Finding oneself in relation to boundaries set by parents is a major part of growing up. We do our children no favors by depriving them of this.  We need to be brave and clear in our thinking and communication, whether we communicate pictorially with our little ones or in calm and thoughtful ways with our older children. We will not win all the popularity contests with our children and they will rage and scream against what we demand. But their inner muscles, those parts of them which will determine their ability to eventually navigate their own path in life as free adults, will be strengthened by our ability to set boundaries. The task of parenting – and of real education – is to help the child in the task of becoming more and more human, of developing into a fully formed human being. This isn’
t to say that babies or children aren’t human beings (!!) but if one considers the term “human being” as more akin to a verb than a noun, of “becoming a human being” , as more of a process than a finished goal, then one can see what I mean. Learning social skills, learning what is and isn’t appropriate, learning how to behave, is a part of this. And setting boundaries to enable our children to learn is the way we do this as parents.

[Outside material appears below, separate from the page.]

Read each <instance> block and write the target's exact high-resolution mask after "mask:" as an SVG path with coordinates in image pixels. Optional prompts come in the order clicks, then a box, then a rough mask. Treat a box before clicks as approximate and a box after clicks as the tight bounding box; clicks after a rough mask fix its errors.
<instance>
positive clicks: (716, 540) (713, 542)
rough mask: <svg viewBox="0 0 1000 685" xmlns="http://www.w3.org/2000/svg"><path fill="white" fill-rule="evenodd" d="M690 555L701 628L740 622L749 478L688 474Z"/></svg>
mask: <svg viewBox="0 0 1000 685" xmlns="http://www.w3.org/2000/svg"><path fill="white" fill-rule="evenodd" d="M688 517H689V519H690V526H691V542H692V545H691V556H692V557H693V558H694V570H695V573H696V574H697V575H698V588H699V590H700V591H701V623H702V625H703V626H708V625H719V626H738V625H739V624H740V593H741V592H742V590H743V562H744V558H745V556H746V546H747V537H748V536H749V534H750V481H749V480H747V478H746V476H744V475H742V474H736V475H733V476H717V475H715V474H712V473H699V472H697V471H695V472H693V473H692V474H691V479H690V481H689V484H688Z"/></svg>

Posted on April 9, 2009 in Family Life and Parenting

  • Grace says:

    Thanks for writing this, Donna! My husband and I have had the same conversation at our church. A few years ago, a boy was acting as an altar server in basketball shorts, flip-flops, and a Michael Jordan t-shirt. It was completely absurd! Thankfully, a new pastor has come to the church, and with him a few changes, including “uniforms” for the little altar servers. You can just see that they take so much more pride in their duties when they are wearing their special garb.
    And that’s really it — dressing appropriately for any occasion, whatever it is. Play clothes need to be acceptable for play (i.e. allowed to get dirty), swimming suits are worn when we swim, protective shoes when we hike, coats when it snows, etc. Therefore it follows that we dress nicely when we are in a setting that requires it. Thanks again for writing this.